Budget réaliste pour un séjour de golf à Abu Dhabi

Abu Dhabi n’est pas une destination low-cost, mais elle peut se jouer intelligemment. Les taxis restent relativement pratiques, les hôtels varient beaucoup selon saison, et les green fees baissent parfois sur les créneaux moins demandés. Le vrai secret : réserver tôt, jouer tôt, et ne pas transformer chaque dîner en sommet du G20.

Pour trois ou quatre nuits avec deux à trois parcours, comptez souvent 1 300 à 2 500 euros par personne hors vol, selon niveau d’hôtel, saison et choix des parcours. En ajoutant Yas Links et Saadiyat, l’addition grimpe. En intégrant Abu Dhabi City Golf Club, elle respire. Comme votre putter après un par sauvé.

FAQ : avant de réserver vos départs

Quelle est la meilleure saison pour jouer à Abu Dhabi ?

La meilleure période va de novembre à mars. Les températures sont plus douces, les parcours excellents, et l’on peut jouer sans avoir l’impression que le soleil vous suit personnellement.
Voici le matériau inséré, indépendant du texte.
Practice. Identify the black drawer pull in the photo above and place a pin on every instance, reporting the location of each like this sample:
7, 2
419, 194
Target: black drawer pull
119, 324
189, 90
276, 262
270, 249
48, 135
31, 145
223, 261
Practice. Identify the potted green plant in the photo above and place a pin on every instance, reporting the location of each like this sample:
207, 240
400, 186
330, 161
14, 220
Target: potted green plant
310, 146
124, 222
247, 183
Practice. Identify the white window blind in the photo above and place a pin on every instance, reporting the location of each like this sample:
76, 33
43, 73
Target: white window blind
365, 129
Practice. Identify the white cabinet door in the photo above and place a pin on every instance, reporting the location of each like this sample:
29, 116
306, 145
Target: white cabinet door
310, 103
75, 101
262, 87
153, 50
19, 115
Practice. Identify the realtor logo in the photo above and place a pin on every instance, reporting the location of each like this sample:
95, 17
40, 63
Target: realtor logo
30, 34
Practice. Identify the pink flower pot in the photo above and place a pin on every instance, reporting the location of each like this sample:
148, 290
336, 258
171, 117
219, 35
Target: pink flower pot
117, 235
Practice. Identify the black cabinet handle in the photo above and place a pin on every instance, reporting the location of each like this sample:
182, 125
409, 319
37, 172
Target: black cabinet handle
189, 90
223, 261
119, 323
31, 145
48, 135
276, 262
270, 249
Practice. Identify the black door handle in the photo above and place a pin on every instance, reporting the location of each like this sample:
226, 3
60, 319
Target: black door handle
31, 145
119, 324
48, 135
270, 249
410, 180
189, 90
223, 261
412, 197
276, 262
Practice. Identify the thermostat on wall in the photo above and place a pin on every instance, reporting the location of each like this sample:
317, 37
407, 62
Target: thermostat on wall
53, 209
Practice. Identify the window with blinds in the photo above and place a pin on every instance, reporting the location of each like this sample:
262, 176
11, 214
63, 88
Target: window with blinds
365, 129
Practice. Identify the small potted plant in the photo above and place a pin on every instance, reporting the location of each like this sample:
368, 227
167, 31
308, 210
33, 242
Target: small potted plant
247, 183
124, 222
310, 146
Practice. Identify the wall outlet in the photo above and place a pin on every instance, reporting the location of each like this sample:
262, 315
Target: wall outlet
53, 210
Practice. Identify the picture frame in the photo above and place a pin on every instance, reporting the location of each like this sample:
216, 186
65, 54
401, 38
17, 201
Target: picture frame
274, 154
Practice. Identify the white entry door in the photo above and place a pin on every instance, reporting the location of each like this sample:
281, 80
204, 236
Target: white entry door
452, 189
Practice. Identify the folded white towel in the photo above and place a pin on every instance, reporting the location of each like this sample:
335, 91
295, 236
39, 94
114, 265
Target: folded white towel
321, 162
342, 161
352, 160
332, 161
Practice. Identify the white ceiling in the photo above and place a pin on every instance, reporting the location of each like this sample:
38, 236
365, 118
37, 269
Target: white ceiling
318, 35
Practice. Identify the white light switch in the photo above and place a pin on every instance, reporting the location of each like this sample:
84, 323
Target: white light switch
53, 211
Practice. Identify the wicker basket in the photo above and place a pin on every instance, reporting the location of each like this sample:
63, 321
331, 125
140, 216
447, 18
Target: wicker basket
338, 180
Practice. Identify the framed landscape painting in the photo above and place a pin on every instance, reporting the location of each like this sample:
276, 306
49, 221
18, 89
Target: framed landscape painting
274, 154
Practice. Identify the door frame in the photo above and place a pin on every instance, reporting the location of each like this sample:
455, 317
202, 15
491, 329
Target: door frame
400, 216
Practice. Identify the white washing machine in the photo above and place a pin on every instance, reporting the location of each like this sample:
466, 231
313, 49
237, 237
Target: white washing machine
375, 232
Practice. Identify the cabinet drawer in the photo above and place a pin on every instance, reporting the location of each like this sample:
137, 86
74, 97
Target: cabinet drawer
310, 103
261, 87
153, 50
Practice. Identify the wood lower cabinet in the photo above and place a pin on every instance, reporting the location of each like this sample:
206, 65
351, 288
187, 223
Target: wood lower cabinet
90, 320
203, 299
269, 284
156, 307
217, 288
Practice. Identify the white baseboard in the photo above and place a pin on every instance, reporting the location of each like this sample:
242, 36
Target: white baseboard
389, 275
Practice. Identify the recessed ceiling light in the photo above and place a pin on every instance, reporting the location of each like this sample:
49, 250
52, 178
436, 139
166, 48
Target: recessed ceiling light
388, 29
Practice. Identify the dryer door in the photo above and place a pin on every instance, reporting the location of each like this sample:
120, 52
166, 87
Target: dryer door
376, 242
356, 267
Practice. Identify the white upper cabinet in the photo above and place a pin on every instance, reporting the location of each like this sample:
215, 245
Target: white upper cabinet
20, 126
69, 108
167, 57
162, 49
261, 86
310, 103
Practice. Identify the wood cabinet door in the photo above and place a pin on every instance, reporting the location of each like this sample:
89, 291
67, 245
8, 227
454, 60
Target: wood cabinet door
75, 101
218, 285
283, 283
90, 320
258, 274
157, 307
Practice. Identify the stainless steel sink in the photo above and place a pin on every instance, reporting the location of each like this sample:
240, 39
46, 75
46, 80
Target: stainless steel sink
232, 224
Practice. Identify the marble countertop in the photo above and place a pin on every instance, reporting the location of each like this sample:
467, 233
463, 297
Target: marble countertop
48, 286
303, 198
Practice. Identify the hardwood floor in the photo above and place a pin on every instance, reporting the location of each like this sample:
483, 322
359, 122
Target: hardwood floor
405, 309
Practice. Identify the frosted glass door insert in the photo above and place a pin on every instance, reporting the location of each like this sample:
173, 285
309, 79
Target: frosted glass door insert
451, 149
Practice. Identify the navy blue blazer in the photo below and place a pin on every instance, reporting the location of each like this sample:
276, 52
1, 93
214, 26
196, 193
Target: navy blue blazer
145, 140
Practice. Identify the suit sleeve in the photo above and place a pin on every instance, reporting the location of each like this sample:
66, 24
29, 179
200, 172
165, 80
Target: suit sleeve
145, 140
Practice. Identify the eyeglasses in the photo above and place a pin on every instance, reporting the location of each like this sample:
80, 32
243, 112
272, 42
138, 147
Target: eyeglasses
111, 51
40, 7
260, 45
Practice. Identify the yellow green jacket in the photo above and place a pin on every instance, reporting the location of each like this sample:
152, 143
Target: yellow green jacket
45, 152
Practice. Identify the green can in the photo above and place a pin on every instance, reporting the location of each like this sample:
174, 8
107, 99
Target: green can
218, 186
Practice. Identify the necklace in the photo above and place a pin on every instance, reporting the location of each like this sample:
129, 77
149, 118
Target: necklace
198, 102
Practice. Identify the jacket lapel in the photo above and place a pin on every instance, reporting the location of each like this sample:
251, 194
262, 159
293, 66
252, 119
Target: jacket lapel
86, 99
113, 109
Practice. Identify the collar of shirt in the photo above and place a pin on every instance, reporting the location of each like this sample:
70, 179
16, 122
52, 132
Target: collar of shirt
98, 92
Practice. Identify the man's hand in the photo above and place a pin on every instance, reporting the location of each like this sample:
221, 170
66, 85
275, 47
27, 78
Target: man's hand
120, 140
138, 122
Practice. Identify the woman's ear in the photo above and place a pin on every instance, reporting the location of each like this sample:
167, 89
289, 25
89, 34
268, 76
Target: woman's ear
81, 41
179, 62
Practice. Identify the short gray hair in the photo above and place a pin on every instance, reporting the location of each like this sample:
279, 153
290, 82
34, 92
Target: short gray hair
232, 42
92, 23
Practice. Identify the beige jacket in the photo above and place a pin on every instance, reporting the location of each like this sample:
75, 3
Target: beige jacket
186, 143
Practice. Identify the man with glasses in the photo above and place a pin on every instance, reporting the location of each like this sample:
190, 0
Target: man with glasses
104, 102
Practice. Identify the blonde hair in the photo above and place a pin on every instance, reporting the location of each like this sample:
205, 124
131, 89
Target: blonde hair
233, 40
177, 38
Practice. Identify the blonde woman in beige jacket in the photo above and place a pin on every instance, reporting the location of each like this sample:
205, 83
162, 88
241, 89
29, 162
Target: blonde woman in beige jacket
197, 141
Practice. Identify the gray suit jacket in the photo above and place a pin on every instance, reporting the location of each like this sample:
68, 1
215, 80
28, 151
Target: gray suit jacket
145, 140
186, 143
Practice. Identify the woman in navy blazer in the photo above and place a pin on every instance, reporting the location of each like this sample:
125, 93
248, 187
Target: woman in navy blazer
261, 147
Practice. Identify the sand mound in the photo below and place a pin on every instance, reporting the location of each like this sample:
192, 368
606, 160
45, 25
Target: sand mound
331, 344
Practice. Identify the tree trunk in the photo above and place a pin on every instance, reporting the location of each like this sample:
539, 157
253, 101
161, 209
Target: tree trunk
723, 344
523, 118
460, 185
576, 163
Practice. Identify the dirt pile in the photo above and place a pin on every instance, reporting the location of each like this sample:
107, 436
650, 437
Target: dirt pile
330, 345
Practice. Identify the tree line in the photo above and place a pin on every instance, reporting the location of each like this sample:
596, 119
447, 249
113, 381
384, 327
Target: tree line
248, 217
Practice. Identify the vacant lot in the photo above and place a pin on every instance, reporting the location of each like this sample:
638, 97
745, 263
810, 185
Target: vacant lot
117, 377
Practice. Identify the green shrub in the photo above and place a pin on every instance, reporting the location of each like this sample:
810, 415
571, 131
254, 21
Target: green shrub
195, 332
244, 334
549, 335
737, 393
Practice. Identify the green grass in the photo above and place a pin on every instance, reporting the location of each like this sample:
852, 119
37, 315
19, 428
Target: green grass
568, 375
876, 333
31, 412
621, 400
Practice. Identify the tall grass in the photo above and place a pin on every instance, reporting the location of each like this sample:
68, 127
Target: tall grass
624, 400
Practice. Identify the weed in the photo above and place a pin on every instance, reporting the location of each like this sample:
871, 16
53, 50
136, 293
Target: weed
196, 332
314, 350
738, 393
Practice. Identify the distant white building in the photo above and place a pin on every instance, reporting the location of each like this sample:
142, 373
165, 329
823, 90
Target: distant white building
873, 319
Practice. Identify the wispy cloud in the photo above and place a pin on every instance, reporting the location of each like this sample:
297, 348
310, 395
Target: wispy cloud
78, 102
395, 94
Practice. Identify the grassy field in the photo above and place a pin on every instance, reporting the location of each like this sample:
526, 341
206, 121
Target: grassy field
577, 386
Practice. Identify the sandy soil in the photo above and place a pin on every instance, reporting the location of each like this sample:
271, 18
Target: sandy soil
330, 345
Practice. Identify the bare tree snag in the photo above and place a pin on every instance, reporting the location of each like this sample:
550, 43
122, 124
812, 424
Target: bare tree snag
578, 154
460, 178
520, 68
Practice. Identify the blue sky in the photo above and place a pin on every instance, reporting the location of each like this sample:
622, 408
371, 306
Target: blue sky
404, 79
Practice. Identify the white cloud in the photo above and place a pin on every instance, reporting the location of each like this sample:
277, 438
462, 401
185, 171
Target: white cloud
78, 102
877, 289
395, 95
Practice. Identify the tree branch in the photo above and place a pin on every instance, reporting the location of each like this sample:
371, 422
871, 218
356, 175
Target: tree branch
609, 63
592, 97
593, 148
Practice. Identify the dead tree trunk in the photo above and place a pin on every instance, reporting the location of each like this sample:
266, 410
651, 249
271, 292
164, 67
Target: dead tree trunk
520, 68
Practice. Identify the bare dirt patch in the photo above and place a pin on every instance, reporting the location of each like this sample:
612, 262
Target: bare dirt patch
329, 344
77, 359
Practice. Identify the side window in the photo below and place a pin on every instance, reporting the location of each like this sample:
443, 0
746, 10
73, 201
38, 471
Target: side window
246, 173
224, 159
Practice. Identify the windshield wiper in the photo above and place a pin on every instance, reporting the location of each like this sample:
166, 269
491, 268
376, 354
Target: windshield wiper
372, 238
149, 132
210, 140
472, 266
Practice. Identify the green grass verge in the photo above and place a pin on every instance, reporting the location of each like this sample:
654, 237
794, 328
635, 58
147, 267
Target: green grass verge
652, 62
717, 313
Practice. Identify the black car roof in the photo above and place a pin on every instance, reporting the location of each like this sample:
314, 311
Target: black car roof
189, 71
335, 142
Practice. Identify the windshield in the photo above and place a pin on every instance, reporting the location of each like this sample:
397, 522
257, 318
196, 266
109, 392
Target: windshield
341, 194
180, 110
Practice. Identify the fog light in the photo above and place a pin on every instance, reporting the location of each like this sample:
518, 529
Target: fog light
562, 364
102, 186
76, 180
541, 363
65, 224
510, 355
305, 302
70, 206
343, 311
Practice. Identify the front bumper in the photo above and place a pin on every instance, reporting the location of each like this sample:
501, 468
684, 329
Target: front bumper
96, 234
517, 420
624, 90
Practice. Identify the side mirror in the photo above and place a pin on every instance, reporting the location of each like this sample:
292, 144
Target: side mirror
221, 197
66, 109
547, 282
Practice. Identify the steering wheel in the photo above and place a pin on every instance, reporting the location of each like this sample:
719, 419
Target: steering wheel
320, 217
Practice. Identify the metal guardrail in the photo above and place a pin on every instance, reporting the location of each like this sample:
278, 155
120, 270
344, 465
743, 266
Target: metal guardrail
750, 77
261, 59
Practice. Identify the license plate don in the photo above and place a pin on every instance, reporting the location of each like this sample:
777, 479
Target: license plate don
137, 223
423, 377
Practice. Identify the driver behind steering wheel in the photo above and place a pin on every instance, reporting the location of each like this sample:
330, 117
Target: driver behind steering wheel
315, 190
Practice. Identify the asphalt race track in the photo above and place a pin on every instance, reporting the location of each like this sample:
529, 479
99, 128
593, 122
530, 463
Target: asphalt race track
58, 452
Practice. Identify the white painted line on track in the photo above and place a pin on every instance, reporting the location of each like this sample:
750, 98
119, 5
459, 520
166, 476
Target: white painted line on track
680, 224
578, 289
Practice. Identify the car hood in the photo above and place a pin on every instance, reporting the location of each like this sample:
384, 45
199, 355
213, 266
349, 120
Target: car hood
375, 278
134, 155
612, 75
Avril et octobre restent possibles, mais il faut privilégier les départs très tôt.

Quel niveau faut-il pour profiter des parcours ?

Un index moyen peut parfaitement profiter d’un séjour de golf à Abu Dhabi, à condition de choisir ses départs avec lucidité. Yas Links et Abu Dhabi Golf Club demandent de la stratégie. Saadiyat reste accessible mais punit les approximations. Abu Dhabi City Golf Club convient très bien pour une partie plus détendue.

Faut-il louer une voiture ?

Pas forcément. Les taxis et VTC fonctionnent bien, surtout si vous logez à Saadiyat, Yas ou près de la Corniche. Louer une voiture peut être utile pour plus d’autonomie, mais le stationnement, les grands axes et la fatigue post-parcours rendent souvent le taxi très confortable. Le thermomètre, lui, ne conduit toujours pas.

Au fond, Abu Dhabi est une destination de golf moins tapageuse qu’attendu. Elle ne cherche pas à vous étourdir à chaque coin de rue ; elle préfère vous installer dans une forme de confort précis, presque feutré. On y vient pour les parcours, on y reste pour la lumière, la cuisine, la qualité de service et cette impression rare d’avoir joué une destination plutôt que simplement coché des départs. Et si votre driver n’a pas aimé le voyage, rassurez-vous : lui non plus n’avait pas lu la météo.